After months of speculation, the Justice Department officially filed an antitrust lawsuit against Alphabet, Inc. GOOG GOOGL on Tuesday alleging subsidiary Google has engaged in anticompetitive practices to maintain monopolies in search and advertising.
The Claims: The DoJ complaint accuses Google of locking out competitors via exclusionary agreements, such as paying billions of dollars to mobile-phone manufacturers, carriers and browsers to use Google as their default search engine.
The Justice Department claims Google owns or controls channels that account for 80% of U.S. internet search volume, and Google has the scale and resources, including more than $120 billion in cash, to maintain that market dominance and block any meaningful competition in online search.

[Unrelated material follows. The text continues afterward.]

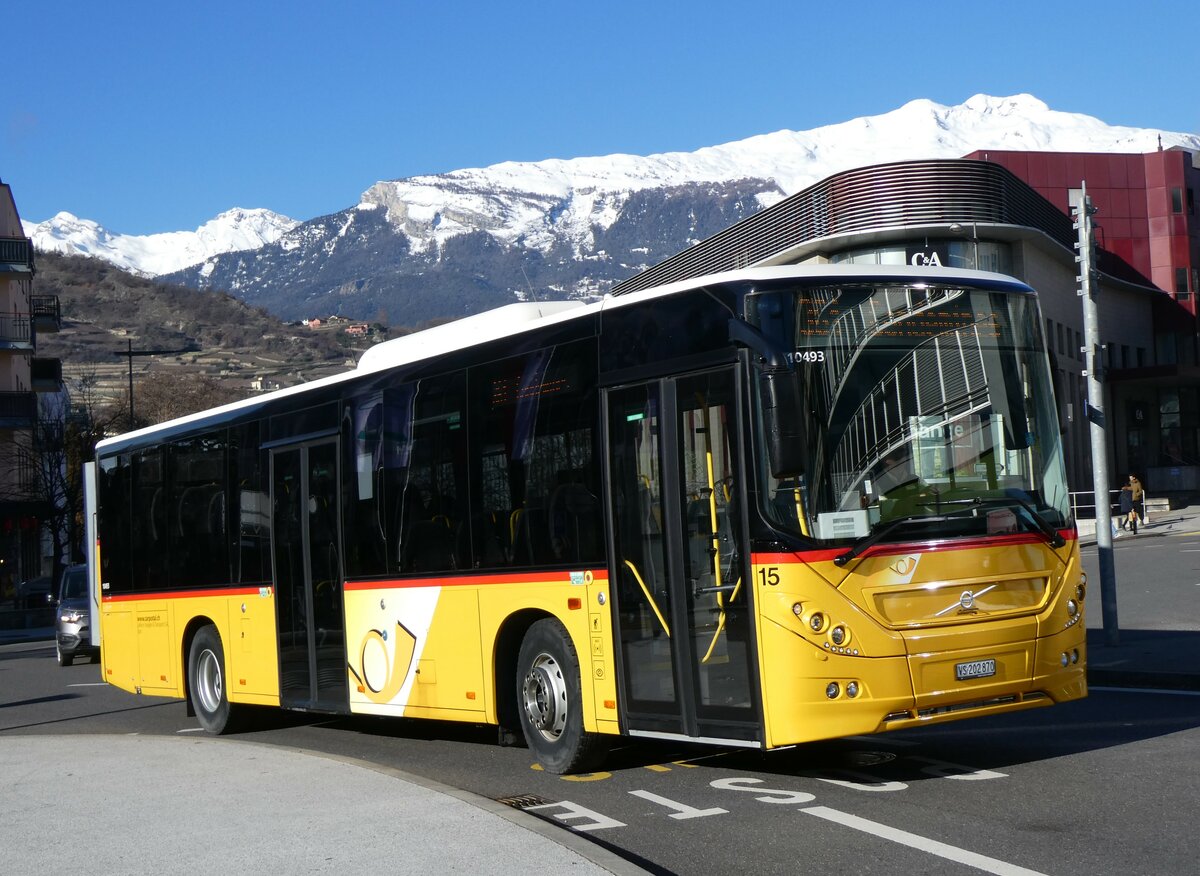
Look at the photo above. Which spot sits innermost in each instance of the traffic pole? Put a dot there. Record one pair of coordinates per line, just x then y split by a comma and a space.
1096, 420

Google Responds: Google rejected the DoJ’s claims in a statement.
“Today’s lawsuit by the Department of Justice is deeply flawed. People use Google because they choose to—not because they’re forced to or because they can’t find alternatives,” Google said.
The company said it would be responding to the lawsuit in further detail later on Tuesday. Google has previously argued that its search business is typically free for consumers to use and is therefore not harmful in the way a typical monopoly is.
Google may also argue it has competing search engines, such as Microsoft Corporation MSFT search engine Bing and Verizon Communications Inc. VZ search engine Yahoo!. However, Google accounted for 79.4% of desktop searches and 92% of mobile searches in the month of August, according to The Wall Street Journal.
After reading the DoJ case, CNBC's Jim Cramer said he is even more bullish on Alphabet stock.
“I just think it’s another ‘loser case’ by the government. And by the way, the sum of the parts is worth far more than $1,500,” Cramer said.
Benzinga’s Take: Alphabet shares traded flat on Tuesday, suggesting investors weren’t caught off guard by the lawsuit or the charges. If Cramer is correct, a potential breakup of Alphabet or a victory over the Justice Department in court could ultimately serve as a bullish catalyst for the stock.